British Chancellor of the Exchequer George Osborne yesterday warned that the British economy faces a “dangerous cocktail of new threats” this year, insisting on the need to remain strict on public spending.
His comments come amid a sell-off on financial markets, with Chinese stocks plunging on concerns of a slowdown in the world’s second-largest economy.
“We are only seven days into the new year and already we’ve had worrying news about stock market falls around the world, the slowdown in China, deep problems in Brazil and in Russia,” Osborne was to say in a speech to business leaders in Wales, according to prereleased remarks. “Last year was the worst for global growth since the crash and this year opens with a dangerous cocktail of new threats.”
The British pound fell to the weakest level since June 2010 following Osborne’s warning.
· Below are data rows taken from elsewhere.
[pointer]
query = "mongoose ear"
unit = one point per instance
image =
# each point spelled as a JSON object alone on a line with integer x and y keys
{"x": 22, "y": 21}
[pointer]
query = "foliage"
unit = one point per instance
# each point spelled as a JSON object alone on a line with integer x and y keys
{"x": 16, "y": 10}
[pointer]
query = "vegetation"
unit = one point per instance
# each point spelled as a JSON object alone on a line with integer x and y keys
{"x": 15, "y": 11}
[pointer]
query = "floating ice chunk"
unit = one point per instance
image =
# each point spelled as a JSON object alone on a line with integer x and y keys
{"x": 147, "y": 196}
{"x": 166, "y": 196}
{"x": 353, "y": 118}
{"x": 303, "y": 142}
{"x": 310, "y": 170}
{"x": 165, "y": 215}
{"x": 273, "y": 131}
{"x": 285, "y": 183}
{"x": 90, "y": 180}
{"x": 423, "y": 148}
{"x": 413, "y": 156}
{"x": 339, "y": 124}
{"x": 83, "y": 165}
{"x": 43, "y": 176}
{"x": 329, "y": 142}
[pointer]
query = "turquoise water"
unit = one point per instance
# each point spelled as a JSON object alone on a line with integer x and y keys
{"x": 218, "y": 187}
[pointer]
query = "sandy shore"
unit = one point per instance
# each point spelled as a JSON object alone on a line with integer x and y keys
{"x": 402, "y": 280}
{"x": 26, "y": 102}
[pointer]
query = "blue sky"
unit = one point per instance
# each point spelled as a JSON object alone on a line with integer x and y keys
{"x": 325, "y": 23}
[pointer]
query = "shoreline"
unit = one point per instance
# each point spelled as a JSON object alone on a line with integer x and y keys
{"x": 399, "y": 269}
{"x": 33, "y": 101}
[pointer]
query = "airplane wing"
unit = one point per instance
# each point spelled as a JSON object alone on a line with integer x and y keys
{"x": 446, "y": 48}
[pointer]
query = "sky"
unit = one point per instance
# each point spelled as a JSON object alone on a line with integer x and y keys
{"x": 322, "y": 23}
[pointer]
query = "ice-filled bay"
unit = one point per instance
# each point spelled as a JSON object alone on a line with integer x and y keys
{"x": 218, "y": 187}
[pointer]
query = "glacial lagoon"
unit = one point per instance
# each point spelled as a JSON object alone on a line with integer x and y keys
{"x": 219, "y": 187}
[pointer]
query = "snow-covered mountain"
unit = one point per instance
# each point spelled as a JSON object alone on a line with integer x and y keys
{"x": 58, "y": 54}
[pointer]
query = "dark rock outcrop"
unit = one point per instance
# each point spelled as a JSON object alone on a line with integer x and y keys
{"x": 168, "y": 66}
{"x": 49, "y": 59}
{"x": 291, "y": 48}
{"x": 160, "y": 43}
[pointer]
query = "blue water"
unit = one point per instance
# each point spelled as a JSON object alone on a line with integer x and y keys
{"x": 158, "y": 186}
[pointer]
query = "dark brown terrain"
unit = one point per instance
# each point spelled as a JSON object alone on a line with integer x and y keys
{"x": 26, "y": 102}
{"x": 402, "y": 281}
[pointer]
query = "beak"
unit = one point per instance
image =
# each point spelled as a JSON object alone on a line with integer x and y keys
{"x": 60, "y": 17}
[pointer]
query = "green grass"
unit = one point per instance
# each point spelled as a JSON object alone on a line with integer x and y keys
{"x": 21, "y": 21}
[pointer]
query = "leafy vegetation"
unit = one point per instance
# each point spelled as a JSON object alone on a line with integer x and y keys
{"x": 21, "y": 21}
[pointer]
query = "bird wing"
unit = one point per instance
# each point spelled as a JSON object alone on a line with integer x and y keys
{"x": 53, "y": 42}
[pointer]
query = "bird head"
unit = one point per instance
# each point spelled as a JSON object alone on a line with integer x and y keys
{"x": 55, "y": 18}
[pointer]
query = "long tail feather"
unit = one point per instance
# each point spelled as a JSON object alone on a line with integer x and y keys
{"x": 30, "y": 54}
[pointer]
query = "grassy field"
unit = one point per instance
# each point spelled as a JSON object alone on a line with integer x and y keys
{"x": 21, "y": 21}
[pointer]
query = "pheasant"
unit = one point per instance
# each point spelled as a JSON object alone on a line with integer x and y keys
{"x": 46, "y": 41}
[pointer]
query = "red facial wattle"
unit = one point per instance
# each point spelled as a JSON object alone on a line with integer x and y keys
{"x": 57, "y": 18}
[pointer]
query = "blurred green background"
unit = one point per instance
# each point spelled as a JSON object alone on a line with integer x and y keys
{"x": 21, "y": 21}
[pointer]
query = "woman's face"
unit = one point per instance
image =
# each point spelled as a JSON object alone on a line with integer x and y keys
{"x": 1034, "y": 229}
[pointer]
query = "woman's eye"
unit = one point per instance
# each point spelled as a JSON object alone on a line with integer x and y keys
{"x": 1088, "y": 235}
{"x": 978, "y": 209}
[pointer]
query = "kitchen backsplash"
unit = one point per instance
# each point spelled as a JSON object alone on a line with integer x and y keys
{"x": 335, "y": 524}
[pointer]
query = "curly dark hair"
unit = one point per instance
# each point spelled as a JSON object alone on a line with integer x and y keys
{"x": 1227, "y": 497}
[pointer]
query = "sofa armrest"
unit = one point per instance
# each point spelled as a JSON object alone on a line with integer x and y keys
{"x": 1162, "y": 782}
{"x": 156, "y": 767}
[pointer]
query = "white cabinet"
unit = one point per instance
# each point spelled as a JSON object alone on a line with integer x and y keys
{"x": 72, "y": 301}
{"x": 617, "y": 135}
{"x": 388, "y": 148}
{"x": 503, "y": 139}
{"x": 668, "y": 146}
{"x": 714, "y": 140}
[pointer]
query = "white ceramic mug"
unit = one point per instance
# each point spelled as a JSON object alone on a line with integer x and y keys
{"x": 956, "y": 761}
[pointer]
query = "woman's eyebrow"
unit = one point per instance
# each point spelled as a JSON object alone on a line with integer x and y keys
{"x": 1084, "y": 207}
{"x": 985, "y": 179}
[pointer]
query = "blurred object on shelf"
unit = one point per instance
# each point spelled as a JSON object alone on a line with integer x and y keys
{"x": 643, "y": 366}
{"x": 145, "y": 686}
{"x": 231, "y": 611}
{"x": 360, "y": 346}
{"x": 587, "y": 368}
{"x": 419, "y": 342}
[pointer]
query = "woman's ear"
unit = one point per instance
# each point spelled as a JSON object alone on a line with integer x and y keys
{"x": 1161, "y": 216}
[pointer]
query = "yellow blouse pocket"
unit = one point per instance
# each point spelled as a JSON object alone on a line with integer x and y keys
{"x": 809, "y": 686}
Sterling dropped 0.4 percent to US$1.4575 at 9:04am London time and touched US$1.4561. The UK currency slid 0.8 percent to £0.7426 per euro.
Since he became chancellor in 2010, Osborne — considered a possible successor to Conservative British Prime Minister David Cameron — has implemented austerity policies in a bid to cut Britain’s budget deficit.
Growth in Britain has been stronger than its sluggish neighbors in Europe, but Osborne warned of a “creeping complacency” that the economy is “immune from the risks abroad.”
The chancellor highlighted the need to continue “fixing public finances,” pointing to a drop in oil prices that could spell trouble for energy giants.
He dismissed the idea of “more debt-fueled public spending,” a comment apparently aimed at the opposition Labour Party, whose leader, Jeremy Corbyn, is more favorable toward state investment.
Osborne’s alert was underscored by a gloomy report on the economy published by the British Chambers of Commerce showing both manufacturing and services weakened at the end of last year.
In its quarterly report, the chambers said while its key measures of both services and manufacturing declined in the fourth quarter, the factory indices fared worse, with many companies citing the strength of the pound as their biggest concern.
The cloudy outlook adds to reasons for the Bank of England’s Monetary Policy Committee — which is to announce its latest policy decision on Thursday next week — to keep interest rates at a record low.
“The falling balances in the fourth quarter highlight the risk that the pace of growth may slow further in the short term,” chambers lead economist David Kern said.
The group last month cut its forecast for this year’s growth to 2.5 percent from 2.7 percent, citing a worsening global outlook.